93: ¿Tienes una mina?
La luz de la mañana iluminaba la Base del Tigre, pero no podía alumbrar las profundidades de las alcantarillas en el campamento base.
En el contexto de las casas de barro y madera en la Base del Tigre, una torre de piedra de al menos cinco pisos destacaba especialmente.
Una figura entró rápidamente en la habitación del quinto piso y se inclinó ante la persona detrás de la pantalla.
—Maestro, hemos descubierto la identidad de la mujer.
La figura detrás de la pantalla hizo una pequeña pausa.
—Habla.
—He enviado un mensaje a todos los espías en las ciudades fronterizas de varios estados y les he encargado investigar a los prisioneros que han sido exiliados en el último mes aproximadamente.
Descubrieron que el perfil del Príncipe Qi y su grupo que fueron exiliados del Estado Chu coincidía con ese grupo de personas.
La voz detrás de la pantalla sonaba un poco reflexiva.
—¿Xiao Jin, el Príncipe Qi del Estado Chu?
—Sí.
Fue exiliado por estar en connivencia con los enemigos y cometer traición.
Esa mujer es la Consorte Princesa Qi, y su nombre es Su Ying.
Su Ying incluso hirió a los guardias fronterizos del Estado Chu cuando estaba en camino para cruzar la frontera.
—Consorte Princesa Qi…
La figura se levantó lentamente de la silla detrás de la pantalla.
No podía creerlo del todo.
¿Una Consorte Princesa de un estado podía ser tan poderosa?
—Maestro, ¿conoce a Xiao Jin?
—Nunca tuvimos trato con él, pero alguien pagó mucho dinero para comprar esos pequeños y preciados bebés de nosotros para tratar con él.
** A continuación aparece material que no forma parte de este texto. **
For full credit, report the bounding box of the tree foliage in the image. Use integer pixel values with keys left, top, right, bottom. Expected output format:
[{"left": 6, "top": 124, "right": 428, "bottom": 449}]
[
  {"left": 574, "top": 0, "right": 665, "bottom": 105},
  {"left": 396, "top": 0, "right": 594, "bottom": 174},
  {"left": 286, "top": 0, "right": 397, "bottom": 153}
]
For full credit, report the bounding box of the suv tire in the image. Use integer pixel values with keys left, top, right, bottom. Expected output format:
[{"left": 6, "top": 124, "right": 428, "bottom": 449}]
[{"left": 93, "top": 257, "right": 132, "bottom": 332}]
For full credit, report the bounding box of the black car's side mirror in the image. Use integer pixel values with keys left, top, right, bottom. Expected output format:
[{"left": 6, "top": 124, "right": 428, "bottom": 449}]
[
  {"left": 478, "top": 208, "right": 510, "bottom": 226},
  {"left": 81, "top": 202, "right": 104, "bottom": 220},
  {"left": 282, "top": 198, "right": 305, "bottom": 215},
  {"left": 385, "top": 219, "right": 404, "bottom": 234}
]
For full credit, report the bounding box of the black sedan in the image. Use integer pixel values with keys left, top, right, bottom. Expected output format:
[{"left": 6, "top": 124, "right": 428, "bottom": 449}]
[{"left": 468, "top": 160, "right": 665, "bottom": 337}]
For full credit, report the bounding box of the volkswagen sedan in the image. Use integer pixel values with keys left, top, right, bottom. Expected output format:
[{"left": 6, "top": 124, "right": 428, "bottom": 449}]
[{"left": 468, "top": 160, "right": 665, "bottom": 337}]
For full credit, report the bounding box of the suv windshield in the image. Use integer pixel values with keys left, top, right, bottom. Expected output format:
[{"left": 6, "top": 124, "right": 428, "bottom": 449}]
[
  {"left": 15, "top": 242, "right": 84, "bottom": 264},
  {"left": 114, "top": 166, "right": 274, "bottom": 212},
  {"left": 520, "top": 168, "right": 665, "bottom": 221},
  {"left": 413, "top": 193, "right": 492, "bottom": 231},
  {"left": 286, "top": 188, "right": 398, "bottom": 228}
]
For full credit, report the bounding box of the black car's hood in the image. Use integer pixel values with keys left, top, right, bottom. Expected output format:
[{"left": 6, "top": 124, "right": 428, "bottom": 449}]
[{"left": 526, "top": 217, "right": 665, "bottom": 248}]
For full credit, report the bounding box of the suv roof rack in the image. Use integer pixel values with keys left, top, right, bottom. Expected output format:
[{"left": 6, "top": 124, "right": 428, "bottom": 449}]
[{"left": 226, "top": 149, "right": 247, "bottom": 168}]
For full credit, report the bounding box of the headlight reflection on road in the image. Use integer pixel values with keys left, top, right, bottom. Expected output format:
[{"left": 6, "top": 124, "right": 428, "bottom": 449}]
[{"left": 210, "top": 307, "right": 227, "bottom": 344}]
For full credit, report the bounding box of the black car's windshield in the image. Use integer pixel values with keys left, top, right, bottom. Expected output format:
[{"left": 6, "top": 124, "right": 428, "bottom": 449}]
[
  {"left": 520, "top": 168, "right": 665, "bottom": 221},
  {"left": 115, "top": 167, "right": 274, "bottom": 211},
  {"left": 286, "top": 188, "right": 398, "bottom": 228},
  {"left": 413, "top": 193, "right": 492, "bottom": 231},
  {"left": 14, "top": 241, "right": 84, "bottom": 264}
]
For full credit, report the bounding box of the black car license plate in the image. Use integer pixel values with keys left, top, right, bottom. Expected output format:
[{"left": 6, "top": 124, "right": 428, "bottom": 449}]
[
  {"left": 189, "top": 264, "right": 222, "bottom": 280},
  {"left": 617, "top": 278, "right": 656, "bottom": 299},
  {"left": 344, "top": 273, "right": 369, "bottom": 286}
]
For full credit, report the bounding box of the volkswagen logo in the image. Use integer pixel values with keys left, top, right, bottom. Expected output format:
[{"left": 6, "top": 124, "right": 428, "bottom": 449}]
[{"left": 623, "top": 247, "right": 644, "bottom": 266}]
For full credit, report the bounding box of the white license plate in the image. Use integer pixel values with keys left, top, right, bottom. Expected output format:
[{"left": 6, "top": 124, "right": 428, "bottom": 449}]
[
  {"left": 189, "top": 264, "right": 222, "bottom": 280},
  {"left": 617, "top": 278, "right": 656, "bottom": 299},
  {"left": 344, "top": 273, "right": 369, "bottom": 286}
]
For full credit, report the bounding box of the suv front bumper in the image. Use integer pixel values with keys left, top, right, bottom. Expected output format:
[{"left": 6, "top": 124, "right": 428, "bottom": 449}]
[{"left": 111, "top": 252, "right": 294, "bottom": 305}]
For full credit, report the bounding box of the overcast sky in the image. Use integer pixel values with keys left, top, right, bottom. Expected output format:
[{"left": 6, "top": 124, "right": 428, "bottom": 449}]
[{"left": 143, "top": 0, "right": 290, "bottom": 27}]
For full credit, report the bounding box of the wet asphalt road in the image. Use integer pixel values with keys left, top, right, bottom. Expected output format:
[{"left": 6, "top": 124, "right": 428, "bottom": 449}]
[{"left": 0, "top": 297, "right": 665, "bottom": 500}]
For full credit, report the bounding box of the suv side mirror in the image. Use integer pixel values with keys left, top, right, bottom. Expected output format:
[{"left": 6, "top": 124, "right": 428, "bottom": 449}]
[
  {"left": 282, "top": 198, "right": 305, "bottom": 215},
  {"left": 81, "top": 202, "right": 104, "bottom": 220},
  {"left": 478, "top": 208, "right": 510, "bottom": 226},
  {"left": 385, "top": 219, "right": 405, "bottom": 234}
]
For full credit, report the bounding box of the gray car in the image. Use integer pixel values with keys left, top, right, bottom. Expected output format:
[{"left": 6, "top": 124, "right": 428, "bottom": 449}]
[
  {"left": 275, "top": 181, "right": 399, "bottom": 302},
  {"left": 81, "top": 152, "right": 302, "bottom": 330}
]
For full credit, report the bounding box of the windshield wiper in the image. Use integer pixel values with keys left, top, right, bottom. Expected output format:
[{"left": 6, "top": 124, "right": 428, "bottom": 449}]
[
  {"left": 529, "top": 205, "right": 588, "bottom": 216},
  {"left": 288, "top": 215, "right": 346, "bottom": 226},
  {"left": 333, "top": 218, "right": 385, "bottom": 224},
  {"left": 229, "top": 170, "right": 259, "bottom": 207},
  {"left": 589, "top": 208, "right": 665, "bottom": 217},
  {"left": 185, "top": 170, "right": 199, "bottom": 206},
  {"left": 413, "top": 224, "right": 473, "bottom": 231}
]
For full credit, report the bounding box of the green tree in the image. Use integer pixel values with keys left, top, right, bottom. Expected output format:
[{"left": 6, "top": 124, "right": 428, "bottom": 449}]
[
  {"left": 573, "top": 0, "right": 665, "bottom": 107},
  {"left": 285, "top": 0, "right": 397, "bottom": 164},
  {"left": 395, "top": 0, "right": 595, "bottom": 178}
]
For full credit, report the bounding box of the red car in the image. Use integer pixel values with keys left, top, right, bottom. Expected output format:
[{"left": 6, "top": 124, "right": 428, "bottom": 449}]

Sin embargo, tenía un experto habilidoso con él, así que el tipo fracasó.
—¿Este Príncipe Qi no estará aquí para vengarse, verdad?
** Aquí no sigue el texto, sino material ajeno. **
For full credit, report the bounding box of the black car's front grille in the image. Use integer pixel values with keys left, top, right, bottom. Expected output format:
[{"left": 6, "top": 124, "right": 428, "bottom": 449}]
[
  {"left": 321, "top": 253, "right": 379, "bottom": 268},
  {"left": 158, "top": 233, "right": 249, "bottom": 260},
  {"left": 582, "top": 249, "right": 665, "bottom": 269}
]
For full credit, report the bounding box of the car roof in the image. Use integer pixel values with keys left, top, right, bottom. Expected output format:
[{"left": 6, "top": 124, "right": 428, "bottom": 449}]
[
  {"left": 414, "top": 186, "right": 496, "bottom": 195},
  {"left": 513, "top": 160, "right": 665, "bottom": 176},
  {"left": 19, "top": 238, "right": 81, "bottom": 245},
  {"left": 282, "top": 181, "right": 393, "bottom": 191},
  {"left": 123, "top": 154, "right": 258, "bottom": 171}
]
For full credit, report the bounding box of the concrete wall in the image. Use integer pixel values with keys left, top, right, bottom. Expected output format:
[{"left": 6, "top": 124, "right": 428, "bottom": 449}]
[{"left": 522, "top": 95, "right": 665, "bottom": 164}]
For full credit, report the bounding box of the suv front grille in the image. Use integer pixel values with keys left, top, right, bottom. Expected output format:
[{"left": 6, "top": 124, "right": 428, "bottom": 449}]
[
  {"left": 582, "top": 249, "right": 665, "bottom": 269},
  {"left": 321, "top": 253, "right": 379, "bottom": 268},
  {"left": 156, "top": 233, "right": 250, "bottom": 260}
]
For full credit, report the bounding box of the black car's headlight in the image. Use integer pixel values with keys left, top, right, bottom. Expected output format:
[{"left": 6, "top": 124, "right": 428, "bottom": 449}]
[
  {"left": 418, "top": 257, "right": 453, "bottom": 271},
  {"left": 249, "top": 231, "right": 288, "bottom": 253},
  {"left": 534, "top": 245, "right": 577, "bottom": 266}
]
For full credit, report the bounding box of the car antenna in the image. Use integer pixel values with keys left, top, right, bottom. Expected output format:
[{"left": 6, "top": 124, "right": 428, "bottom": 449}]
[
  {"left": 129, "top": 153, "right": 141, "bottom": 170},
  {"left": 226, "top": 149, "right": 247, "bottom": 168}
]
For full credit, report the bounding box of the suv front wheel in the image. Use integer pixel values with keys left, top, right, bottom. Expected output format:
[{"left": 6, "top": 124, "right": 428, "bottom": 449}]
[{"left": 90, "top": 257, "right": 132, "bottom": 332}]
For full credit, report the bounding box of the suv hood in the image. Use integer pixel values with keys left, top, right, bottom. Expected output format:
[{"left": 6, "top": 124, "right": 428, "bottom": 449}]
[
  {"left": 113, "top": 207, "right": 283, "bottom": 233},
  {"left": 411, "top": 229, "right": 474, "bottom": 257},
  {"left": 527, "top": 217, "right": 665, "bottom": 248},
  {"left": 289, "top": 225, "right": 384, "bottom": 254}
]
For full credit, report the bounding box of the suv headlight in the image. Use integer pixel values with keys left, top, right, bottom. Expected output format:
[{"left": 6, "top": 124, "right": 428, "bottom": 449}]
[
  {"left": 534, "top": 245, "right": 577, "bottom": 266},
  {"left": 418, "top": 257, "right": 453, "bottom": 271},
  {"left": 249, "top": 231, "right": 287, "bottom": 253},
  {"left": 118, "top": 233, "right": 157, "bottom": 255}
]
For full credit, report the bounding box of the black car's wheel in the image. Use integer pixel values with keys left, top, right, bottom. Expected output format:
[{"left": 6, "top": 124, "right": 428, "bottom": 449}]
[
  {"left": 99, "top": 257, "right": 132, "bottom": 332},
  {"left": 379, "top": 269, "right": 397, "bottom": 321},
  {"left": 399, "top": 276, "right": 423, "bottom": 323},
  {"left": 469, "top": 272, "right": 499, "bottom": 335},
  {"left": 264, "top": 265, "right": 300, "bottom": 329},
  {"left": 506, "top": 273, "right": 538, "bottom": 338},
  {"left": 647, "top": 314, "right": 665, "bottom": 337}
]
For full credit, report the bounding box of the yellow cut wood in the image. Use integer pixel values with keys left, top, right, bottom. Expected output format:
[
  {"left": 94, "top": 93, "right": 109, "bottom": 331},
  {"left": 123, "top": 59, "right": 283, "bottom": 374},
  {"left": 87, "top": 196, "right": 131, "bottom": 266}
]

Un rastro de despiadado brilló en los ojos de la persona detrás de la pantalla.
—Ya que es una amenaza, cubriremos todas las bases.
Tan pronto como terminó de hablar, hubo un suave golpe en la puerta.
—Maestro, tenemos una situación.
—Entra.
Después de entrar en la habitación, dijo:
—Maestro, los dos buenos para nada no tuvieron éxito anoche.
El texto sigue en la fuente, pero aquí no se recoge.